In the understanding of the Church of England, a sister-in-law was considered part of one's own family (by affinity rather than consanguinity), so marrying her after the death of one's wife was seen as almost incestuous. Such a marriage was a violation of canon law and in 1835 a violation of civil law as well*. On the other hand, the American Church had enforced no canons regarding the matter, although the table was printed in successive American Books of Common Prayer and was the source of amusement during dull sermons for generations of children.

It's easy to dismiss all this blather about degrees of kindred and marriage prohibitions as amusing and of no real importance.

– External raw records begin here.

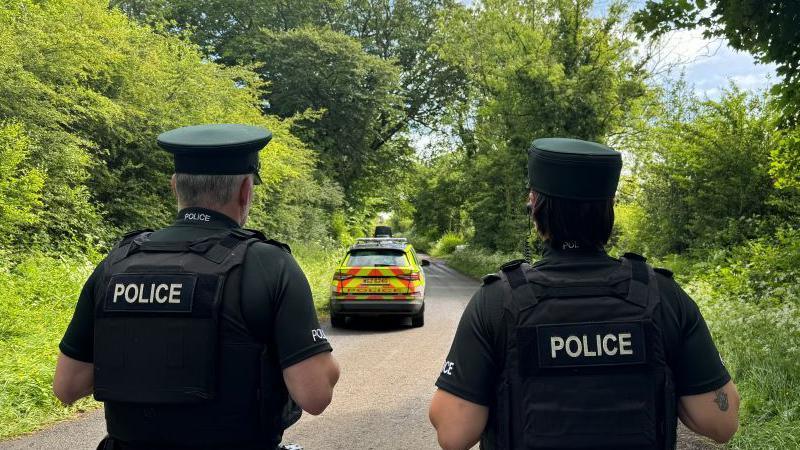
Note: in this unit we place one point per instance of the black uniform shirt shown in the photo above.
(473, 366)
(276, 299)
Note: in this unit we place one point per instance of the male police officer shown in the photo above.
(580, 350)
(201, 334)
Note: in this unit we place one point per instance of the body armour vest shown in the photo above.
(584, 364)
(172, 362)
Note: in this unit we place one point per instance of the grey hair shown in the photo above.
(207, 190)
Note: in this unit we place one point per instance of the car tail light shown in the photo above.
(414, 276)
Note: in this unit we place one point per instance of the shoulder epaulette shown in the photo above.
(281, 245)
(263, 238)
(663, 271)
(635, 256)
(127, 237)
(489, 279)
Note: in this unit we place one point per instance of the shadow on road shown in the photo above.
(372, 325)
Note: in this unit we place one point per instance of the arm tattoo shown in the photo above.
(721, 399)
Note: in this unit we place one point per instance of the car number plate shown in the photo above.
(374, 290)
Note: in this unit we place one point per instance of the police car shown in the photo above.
(379, 277)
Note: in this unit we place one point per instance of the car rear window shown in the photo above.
(377, 258)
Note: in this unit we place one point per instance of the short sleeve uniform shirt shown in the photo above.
(276, 301)
(475, 363)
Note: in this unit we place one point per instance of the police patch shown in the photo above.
(150, 293)
(582, 345)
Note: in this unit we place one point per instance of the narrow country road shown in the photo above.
(381, 401)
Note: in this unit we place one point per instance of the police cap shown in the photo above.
(573, 169)
(216, 149)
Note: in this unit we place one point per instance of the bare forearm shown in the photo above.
(73, 379)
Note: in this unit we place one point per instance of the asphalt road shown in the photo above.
(381, 401)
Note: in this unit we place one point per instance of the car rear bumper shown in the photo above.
(353, 306)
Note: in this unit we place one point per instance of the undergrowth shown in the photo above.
(37, 299)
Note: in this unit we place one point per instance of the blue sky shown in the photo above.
(708, 65)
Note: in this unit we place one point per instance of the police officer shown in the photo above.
(580, 350)
(202, 334)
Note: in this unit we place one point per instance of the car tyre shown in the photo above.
(418, 320)
(337, 321)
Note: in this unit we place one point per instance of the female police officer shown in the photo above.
(202, 334)
(580, 350)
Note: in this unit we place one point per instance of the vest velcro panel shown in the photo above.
(584, 362)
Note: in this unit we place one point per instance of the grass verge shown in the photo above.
(37, 299)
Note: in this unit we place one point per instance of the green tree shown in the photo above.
(322, 70)
(20, 183)
(705, 179)
(536, 69)
(378, 79)
(93, 90)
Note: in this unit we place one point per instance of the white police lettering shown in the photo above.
(197, 217)
(152, 293)
(319, 333)
(588, 346)
(447, 369)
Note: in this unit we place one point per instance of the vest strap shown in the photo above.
(543, 292)
(222, 249)
(639, 291)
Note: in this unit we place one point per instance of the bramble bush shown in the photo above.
(39, 294)
(447, 244)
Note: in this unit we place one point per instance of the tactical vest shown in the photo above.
(584, 363)
(172, 361)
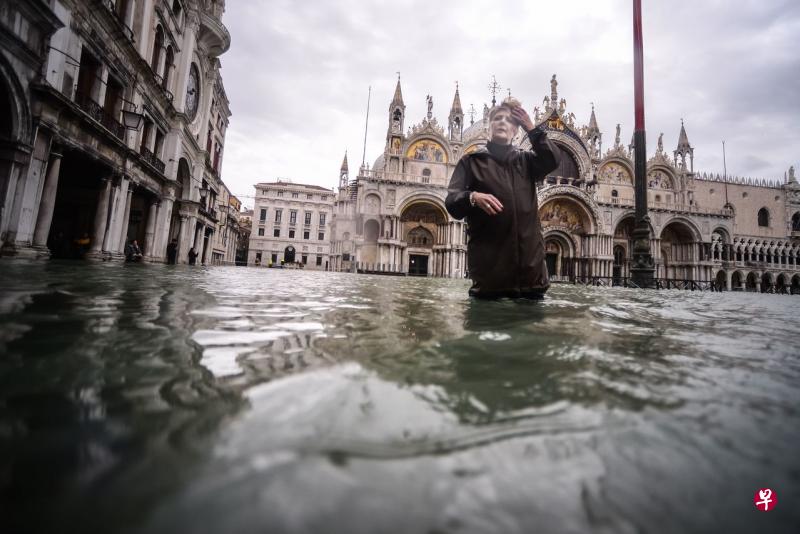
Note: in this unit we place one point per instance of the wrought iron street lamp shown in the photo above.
(132, 120)
(642, 267)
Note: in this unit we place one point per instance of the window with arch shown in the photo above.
(420, 236)
(168, 61)
(763, 217)
(158, 44)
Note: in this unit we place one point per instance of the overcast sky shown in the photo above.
(297, 76)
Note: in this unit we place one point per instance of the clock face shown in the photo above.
(192, 92)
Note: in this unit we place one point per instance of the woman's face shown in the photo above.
(502, 127)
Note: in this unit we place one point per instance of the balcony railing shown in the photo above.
(110, 5)
(209, 213)
(96, 111)
(92, 108)
(667, 206)
(151, 158)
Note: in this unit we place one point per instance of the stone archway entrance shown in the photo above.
(288, 254)
(619, 264)
(559, 256)
(678, 253)
(423, 230)
(565, 220)
(721, 281)
(84, 188)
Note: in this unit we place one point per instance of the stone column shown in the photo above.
(101, 216)
(48, 202)
(198, 238)
(123, 223)
(150, 229)
(109, 237)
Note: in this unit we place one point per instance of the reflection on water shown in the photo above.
(167, 399)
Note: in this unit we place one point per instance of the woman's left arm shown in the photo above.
(545, 156)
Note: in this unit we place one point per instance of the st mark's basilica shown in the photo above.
(737, 233)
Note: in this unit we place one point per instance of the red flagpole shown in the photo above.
(642, 265)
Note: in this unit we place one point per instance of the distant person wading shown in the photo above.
(495, 189)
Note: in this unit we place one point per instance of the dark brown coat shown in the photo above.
(505, 252)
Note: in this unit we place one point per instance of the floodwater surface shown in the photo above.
(148, 398)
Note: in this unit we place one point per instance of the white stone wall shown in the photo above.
(301, 199)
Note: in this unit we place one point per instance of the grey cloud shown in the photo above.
(297, 75)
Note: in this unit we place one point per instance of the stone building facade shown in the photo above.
(736, 233)
(117, 116)
(291, 224)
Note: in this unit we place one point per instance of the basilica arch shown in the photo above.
(677, 253)
(424, 234)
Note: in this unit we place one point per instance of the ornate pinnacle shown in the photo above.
(494, 88)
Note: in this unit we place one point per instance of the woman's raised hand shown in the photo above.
(522, 118)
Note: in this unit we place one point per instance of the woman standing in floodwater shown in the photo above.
(495, 189)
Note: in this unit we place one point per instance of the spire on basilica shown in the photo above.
(344, 173)
(684, 149)
(593, 128)
(456, 118)
(397, 112)
(398, 95)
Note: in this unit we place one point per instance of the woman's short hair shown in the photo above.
(509, 104)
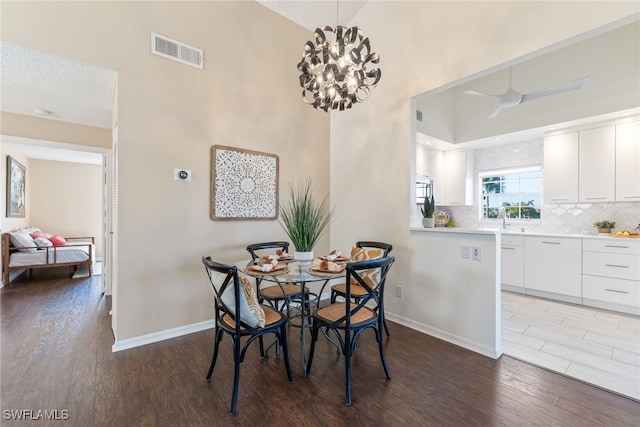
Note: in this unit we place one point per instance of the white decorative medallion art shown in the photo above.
(244, 184)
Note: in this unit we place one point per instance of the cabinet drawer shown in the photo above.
(618, 266)
(508, 240)
(618, 246)
(616, 291)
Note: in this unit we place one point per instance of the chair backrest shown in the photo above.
(356, 275)
(232, 296)
(254, 248)
(386, 247)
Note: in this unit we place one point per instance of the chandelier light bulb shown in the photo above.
(338, 72)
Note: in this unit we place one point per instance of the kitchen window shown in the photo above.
(517, 191)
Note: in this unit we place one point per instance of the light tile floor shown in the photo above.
(596, 346)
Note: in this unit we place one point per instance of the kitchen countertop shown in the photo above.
(517, 232)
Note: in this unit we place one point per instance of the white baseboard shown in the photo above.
(446, 336)
(162, 335)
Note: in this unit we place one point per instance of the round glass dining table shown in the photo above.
(300, 274)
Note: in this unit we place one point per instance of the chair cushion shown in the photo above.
(251, 311)
(271, 316)
(356, 290)
(372, 275)
(275, 292)
(333, 312)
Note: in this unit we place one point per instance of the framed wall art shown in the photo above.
(244, 184)
(16, 195)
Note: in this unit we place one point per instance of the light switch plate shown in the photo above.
(181, 175)
(465, 249)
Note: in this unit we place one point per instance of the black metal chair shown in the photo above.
(357, 291)
(352, 318)
(277, 296)
(230, 299)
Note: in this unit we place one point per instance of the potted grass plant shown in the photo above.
(604, 227)
(305, 218)
(427, 208)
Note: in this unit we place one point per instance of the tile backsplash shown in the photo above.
(576, 218)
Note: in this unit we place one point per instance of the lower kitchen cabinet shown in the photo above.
(553, 268)
(611, 274)
(512, 272)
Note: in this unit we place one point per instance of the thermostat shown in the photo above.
(181, 175)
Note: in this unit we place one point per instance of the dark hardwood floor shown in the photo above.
(56, 355)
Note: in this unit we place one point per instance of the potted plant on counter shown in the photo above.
(305, 219)
(427, 208)
(604, 227)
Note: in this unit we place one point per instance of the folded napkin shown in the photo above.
(266, 267)
(327, 265)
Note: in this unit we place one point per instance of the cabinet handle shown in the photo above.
(614, 265)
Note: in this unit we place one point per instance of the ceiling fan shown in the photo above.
(511, 97)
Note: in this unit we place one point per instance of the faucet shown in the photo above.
(502, 214)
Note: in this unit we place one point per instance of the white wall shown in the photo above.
(169, 116)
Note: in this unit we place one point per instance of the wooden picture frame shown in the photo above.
(16, 193)
(244, 184)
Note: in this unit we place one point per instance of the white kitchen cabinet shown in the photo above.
(561, 168)
(553, 267)
(437, 175)
(423, 161)
(596, 164)
(611, 274)
(458, 178)
(628, 162)
(512, 265)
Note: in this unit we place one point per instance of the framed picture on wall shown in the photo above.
(16, 195)
(244, 184)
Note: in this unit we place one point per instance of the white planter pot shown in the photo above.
(303, 257)
(428, 222)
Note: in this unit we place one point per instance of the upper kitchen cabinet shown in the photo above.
(452, 174)
(596, 165)
(561, 168)
(628, 162)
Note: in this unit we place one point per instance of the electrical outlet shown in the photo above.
(465, 251)
(181, 175)
(399, 291)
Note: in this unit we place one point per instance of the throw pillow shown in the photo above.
(43, 242)
(21, 239)
(372, 275)
(58, 240)
(251, 312)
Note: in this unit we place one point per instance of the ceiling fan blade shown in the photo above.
(564, 87)
(495, 113)
(475, 92)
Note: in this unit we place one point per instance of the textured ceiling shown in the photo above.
(34, 83)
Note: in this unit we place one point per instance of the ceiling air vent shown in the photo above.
(177, 51)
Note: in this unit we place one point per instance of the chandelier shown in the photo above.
(334, 68)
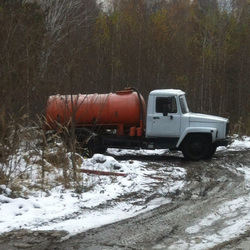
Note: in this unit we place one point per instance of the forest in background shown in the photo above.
(77, 46)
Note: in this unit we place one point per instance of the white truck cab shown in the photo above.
(196, 135)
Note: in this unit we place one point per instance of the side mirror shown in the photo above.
(165, 110)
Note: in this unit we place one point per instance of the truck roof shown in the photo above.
(167, 92)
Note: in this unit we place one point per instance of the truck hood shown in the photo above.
(195, 117)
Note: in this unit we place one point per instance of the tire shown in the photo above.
(197, 147)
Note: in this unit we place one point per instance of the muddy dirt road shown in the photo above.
(202, 215)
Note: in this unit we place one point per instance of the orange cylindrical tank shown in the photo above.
(122, 108)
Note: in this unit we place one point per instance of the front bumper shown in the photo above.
(224, 142)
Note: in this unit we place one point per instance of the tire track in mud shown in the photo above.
(209, 184)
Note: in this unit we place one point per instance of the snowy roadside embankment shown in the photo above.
(102, 199)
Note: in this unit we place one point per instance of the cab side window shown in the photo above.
(166, 105)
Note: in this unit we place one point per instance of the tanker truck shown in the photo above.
(121, 120)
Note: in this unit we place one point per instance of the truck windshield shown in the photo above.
(183, 102)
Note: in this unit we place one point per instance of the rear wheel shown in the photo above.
(197, 147)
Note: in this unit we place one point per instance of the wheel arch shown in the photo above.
(204, 133)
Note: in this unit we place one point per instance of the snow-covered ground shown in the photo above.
(103, 198)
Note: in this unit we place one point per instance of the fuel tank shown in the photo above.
(124, 108)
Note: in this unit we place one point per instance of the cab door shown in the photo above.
(166, 120)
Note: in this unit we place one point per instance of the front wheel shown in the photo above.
(197, 147)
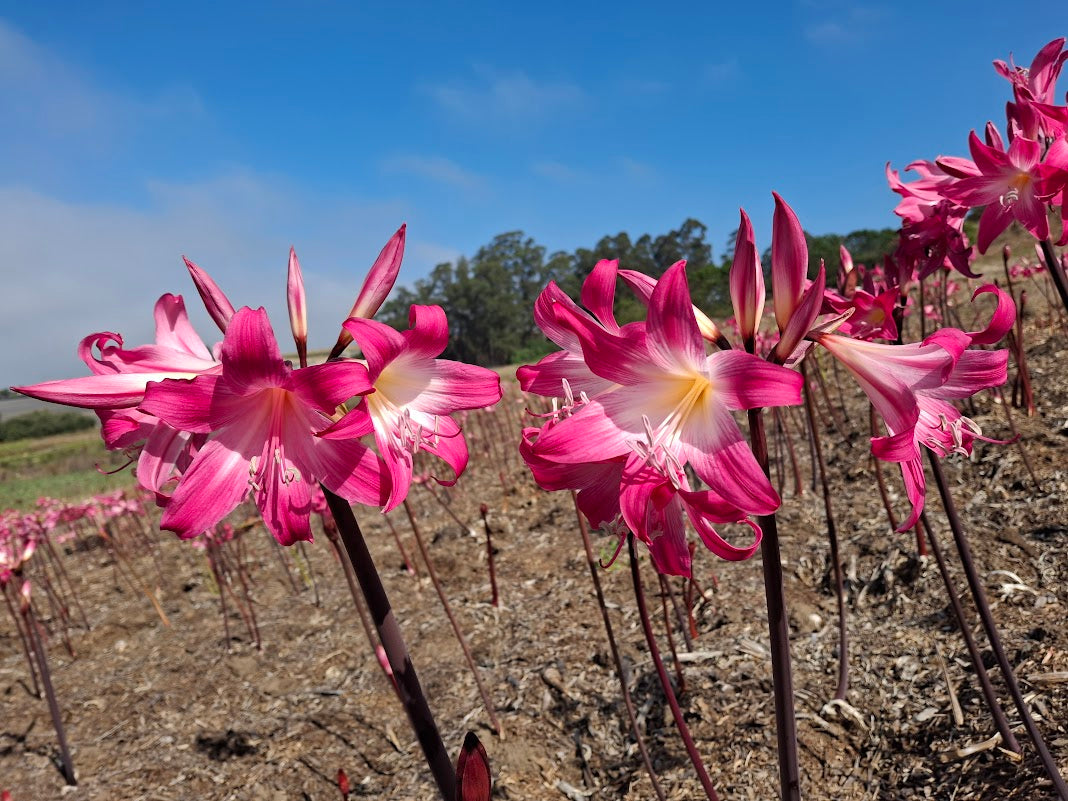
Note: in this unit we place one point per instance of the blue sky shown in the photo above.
(228, 131)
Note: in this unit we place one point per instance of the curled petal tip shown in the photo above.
(298, 307)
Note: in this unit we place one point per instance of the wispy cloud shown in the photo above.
(559, 172)
(842, 25)
(51, 104)
(74, 268)
(437, 169)
(644, 87)
(638, 170)
(511, 98)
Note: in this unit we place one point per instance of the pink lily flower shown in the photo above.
(122, 375)
(120, 380)
(910, 386)
(1035, 112)
(414, 394)
(553, 311)
(376, 286)
(263, 417)
(666, 404)
(1012, 185)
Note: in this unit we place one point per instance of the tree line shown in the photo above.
(489, 297)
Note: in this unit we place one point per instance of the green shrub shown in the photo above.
(44, 424)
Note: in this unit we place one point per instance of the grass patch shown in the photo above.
(21, 492)
(62, 466)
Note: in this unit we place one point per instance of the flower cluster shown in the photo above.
(1012, 177)
(210, 427)
(641, 420)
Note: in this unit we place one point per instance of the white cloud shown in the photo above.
(842, 25)
(638, 170)
(559, 172)
(75, 268)
(53, 110)
(437, 169)
(512, 98)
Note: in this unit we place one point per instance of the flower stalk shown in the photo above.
(410, 691)
(650, 639)
(779, 631)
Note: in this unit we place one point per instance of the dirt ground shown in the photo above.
(157, 711)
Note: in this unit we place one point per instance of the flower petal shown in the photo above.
(114, 391)
(213, 486)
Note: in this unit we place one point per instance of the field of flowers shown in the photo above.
(827, 560)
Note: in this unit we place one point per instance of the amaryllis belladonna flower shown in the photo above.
(263, 417)
(414, 393)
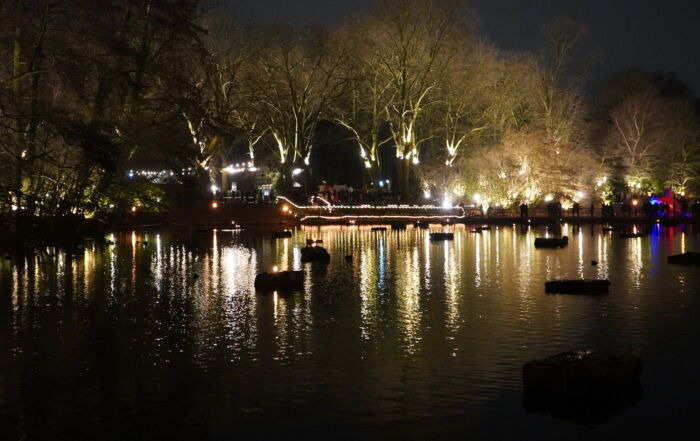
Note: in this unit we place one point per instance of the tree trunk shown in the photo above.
(403, 171)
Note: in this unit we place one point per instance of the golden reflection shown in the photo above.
(284, 255)
(408, 292)
(368, 291)
(635, 260)
(452, 284)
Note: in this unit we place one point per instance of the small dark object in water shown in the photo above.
(579, 286)
(551, 242)
(315, 254)
(582, 372)
(441, 236)
(280, 281)
(688, 258)
(631, 235)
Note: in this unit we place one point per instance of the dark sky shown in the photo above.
(647, 34)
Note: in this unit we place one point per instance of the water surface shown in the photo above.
(162, 336)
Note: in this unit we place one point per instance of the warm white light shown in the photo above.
(446, 202)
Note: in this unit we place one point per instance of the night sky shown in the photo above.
(646, 34)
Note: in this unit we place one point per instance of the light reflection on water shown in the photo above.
(408, 337)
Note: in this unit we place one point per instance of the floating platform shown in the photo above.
(441, 236)
(280, 281)
(579, 373)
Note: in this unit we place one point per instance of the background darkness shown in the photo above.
(646, 34)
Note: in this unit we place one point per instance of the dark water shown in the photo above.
(410, 340)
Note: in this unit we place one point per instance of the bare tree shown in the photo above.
(409, 44)
(296, 78)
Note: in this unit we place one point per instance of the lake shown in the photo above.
(162, 336)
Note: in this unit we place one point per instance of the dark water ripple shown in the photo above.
(408, 340)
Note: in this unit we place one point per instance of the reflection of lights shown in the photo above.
(403, 207)
(446, 202)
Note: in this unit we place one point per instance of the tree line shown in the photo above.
(88, 88)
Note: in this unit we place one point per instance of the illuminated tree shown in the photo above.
(296, 78)
(409, 44)
(361, 110)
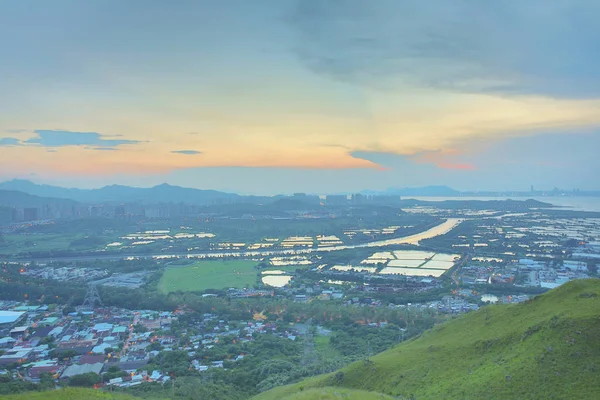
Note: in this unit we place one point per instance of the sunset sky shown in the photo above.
(278, 96)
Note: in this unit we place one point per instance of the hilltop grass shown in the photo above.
(545, 348)
(336, 394)
(69, 394)
(204, 275)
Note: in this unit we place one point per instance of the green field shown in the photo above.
(204, 275)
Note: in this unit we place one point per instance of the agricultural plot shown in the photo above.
(203, 275)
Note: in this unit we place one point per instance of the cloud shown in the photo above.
(186, 152)
(102, 148)
(6, 142)
(55, 138)
(510, 46)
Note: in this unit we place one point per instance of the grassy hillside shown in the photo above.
(331, 393)
(546, 348)
(69, 394)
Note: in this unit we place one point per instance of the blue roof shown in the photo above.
(9, 317)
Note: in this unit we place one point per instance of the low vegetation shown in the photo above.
(69, 394)
(204, 275)
(548, 347)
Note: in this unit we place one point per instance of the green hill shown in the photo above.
(545, 348)
(69, 394)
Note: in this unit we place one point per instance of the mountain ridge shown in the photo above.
(547, 347)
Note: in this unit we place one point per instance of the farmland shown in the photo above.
(204, 275)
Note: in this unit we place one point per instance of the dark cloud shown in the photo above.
(187, 152)
(535, 47)
(55, 138)
(5, 142)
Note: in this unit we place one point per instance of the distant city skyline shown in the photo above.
(315, 96)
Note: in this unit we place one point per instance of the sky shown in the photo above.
(282, 96)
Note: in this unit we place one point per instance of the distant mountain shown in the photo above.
(545, 348)
(14, 198)
(425, 191)
(116, 193)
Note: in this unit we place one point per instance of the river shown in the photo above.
(576, 203)
(437, 230)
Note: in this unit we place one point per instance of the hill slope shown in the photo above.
(69, 394)
(548, 347)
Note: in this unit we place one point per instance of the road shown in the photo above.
(437, 230)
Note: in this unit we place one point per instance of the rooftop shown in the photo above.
(9, 317)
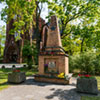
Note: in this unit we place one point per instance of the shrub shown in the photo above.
(13, 66)
(84, 62)
(3, 67)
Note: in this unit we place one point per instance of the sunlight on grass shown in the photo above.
(4, 75)
(90, 98)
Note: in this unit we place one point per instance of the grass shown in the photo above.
(90, 98)
(4, 75)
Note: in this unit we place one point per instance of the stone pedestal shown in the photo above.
(60, 61)
(16, 77)
(86, 85)
(52, 58)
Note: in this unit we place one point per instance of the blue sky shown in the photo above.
(43, 15)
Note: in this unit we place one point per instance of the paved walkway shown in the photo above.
(31, 90)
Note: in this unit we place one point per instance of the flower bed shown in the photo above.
(52, 79)
(87, 84)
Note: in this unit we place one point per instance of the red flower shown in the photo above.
(80, 75)
(52, 53)
(87, 75)
(16, 71)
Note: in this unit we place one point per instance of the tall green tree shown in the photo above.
(2, 39)
(77, 19)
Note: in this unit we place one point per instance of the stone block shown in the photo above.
(86, 85)
(16, 77)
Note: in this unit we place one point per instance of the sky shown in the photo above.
(43, 14)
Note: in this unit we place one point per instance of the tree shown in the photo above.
(2, 39)
(77, 23)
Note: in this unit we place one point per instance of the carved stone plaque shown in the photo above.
(51, 65)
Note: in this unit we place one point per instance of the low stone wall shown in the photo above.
(16, 77)
(52, 80)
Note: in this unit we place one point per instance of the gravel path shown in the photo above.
(31, 90)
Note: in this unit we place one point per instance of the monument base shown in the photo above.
(55, 80)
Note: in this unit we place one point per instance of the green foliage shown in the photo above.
(21, 12)
(79, 23)
(2, 40)
(84, 62)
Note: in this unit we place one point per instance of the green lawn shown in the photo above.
(4, 75)
(90, 98)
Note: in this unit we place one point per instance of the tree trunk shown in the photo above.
(82, 45)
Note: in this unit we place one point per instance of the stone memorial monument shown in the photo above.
(52, 59)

But it was a deadly serious matter to Victorian churchmen: Attempts to modify or repeal the Act of Parliament that imposed severe penalties for marriages between 'the prohibited degrees' were portrayed by some MPs as 'an alteration of the law of the Land, an alteration of the law of the Church, and an alteration, if man could make it, of the Law of God'.


American Episcopalians, on the other hand, thought nothing of it if a man, after the death of his wife, should marry her sister and gain not only a companion, but often a loving stepmother to his children.

Thus the understanding of a lawful Christian marriage was entirely different between the original two 'members' of the Anglican Communion, yet no bishop in England threatened to sever relationships with bishops in the States. No initiatives were undertaken to break the genial fellowship between the two churches. No Archbishop of Canterbury lost sleep over what such divergent views and practices meant to the 'future of the 'Anglican Communion'. No interest groups in America pressed for a stricter interpretation of the table of kindred and affinity or sought oversight from an English bishop. Yet the difference in scriptural understanding was distinct and, to those whose lives in England were ruined by the law, dramatic. But the relationship between the two churches carried on quite imperturbably. (It's tempting to conclude that incense and vestments were more likely to divide the churches into parlous factions than were affinity and consanguinity.)

If the Victorians — bless them — could carry on together, worshipping at one another's churches when travelling, sharing pulpits, maintaining collegial relationships and even attending Lambeth Conferences despite a clear and pronounced difference in theological understanding about sexual relationships, it's a strange curiosity that in our time we have grown more rigid and uncompromising.